Etrade (ETFC) looks like a compelling buy on weakness today. I would favor a gradual scale into a position move as the stock could still go lower.
The gambit here is that ETFC stock was unfairly punished on the news that Charles Schwab is buying TD Ameritrade.
With the flurry of so called ‘free’ apps that allow for very low cost trading, the idea is that online brokerage firms that specialize in online trading are going to get hit hard, forcing consolidations within the industry in order to survive.
Folks, I don’t think it’s that bad. Brokerage firms like ETFC discovered ways of making money beyond just brokerage fees from retail traders many years ago. For example, check out Etrade’s awesome revenue growth.

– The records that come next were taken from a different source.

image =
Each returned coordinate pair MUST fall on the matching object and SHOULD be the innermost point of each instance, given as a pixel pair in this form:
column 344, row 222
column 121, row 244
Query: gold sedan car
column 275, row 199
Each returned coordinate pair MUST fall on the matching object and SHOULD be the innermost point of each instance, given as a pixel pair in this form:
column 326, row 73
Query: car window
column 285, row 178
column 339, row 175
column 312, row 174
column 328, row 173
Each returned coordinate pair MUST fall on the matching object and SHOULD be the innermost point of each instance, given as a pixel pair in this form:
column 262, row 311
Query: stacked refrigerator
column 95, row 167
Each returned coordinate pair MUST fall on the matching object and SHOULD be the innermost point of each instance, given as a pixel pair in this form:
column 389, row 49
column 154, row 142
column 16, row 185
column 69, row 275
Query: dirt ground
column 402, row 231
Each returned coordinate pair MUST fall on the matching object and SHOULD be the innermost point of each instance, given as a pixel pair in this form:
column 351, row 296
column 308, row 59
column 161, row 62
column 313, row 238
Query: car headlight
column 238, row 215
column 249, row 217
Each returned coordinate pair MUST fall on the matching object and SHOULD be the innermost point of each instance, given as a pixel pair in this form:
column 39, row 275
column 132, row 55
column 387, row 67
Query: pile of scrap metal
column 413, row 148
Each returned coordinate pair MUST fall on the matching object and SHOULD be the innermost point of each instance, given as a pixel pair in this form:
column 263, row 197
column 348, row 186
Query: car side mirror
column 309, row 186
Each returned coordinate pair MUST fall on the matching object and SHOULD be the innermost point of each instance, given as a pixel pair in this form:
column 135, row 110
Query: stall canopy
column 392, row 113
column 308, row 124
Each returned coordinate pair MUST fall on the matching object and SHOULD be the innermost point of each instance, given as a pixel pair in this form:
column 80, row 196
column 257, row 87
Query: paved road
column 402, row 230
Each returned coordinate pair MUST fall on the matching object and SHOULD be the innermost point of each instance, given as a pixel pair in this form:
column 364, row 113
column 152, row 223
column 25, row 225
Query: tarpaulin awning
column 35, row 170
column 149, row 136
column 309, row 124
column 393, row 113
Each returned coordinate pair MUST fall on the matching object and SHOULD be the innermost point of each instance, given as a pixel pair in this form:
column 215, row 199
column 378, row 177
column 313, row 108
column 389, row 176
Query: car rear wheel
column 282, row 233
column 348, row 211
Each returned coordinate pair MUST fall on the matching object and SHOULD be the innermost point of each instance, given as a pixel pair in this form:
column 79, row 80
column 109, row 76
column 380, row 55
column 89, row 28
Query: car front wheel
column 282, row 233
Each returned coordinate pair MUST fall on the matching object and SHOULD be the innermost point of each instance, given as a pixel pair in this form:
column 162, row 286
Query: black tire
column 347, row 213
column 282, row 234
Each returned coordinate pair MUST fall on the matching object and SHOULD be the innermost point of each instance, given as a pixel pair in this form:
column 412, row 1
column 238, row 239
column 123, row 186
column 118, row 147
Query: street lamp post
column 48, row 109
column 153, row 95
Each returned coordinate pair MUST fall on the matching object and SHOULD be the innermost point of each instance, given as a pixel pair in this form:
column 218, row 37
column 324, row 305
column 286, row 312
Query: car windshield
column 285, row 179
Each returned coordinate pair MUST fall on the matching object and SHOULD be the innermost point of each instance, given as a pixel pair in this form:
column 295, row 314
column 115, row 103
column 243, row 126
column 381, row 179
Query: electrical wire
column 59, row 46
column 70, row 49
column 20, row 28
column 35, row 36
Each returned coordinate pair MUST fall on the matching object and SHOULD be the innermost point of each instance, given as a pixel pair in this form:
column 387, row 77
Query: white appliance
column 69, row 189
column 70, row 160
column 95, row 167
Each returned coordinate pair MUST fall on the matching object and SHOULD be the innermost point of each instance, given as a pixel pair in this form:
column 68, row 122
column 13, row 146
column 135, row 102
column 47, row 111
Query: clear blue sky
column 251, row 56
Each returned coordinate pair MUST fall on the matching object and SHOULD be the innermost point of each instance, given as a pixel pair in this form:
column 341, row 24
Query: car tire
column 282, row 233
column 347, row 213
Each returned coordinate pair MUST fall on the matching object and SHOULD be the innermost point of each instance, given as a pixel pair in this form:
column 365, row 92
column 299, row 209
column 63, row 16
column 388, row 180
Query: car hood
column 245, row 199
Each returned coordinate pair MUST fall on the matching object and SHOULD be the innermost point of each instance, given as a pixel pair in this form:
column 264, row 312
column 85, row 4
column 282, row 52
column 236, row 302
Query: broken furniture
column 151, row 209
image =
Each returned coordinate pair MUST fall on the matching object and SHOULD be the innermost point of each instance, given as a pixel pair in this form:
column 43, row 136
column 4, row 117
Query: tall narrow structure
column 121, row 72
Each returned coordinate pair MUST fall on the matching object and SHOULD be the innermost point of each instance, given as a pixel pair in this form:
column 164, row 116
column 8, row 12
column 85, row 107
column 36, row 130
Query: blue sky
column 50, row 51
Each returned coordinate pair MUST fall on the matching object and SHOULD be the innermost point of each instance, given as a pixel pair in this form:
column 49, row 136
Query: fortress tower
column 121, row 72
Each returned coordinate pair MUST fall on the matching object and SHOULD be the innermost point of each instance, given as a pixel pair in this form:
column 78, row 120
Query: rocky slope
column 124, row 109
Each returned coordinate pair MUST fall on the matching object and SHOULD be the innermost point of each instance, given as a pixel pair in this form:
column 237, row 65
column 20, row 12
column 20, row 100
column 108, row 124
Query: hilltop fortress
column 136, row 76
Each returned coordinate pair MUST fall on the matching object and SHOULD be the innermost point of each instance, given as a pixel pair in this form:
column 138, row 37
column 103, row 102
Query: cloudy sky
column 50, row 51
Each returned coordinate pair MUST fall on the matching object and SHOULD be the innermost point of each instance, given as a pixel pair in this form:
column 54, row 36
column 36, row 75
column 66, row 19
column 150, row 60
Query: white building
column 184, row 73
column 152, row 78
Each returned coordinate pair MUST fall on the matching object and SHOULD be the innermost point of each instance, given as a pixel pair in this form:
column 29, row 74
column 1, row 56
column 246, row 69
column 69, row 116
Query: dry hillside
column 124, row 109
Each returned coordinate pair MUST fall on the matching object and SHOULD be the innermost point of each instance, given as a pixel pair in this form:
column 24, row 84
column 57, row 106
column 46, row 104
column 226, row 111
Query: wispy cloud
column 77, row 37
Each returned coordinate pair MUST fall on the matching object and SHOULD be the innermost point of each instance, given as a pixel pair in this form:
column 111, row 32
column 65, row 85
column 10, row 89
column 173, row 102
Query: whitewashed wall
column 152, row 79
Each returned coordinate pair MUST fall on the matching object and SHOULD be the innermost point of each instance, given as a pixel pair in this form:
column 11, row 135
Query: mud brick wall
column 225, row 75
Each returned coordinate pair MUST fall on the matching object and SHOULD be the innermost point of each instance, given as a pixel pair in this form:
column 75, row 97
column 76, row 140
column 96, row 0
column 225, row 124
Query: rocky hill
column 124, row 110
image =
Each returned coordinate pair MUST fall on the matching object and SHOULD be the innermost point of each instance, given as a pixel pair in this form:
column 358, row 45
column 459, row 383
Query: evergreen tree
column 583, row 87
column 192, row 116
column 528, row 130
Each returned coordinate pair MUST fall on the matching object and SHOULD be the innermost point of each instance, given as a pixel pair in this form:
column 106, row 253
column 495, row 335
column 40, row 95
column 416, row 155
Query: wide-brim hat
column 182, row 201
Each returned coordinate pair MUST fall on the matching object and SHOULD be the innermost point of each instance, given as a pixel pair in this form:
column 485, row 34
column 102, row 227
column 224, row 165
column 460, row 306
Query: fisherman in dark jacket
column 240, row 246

If Etrade was hurting so bad from lowering fees, why didn’t its revenue really start to drop a couple of quarters ago when fees started dropping?
In fact, ETFC’s Profit Margin of 35.79% is among the best returns in the industry. ETFC outperforms 91% of its industry peers. The industry average Profit Margin is 27.46%.
Buyout of Etrade
I think Etrade is an attractive acquisition by another big, Charles Schwab like player like Morgan Stanley or Goldman Sachs.
Fox Business Network’s Charles Gasparino tweeted: “Investment bankers say internal discussions grow at @GoldmanSachs about possible deals including @etrade @usbank as it expands into retail bank space; bankers expect more mergers in the financial sector as firms seek size, cost savings.”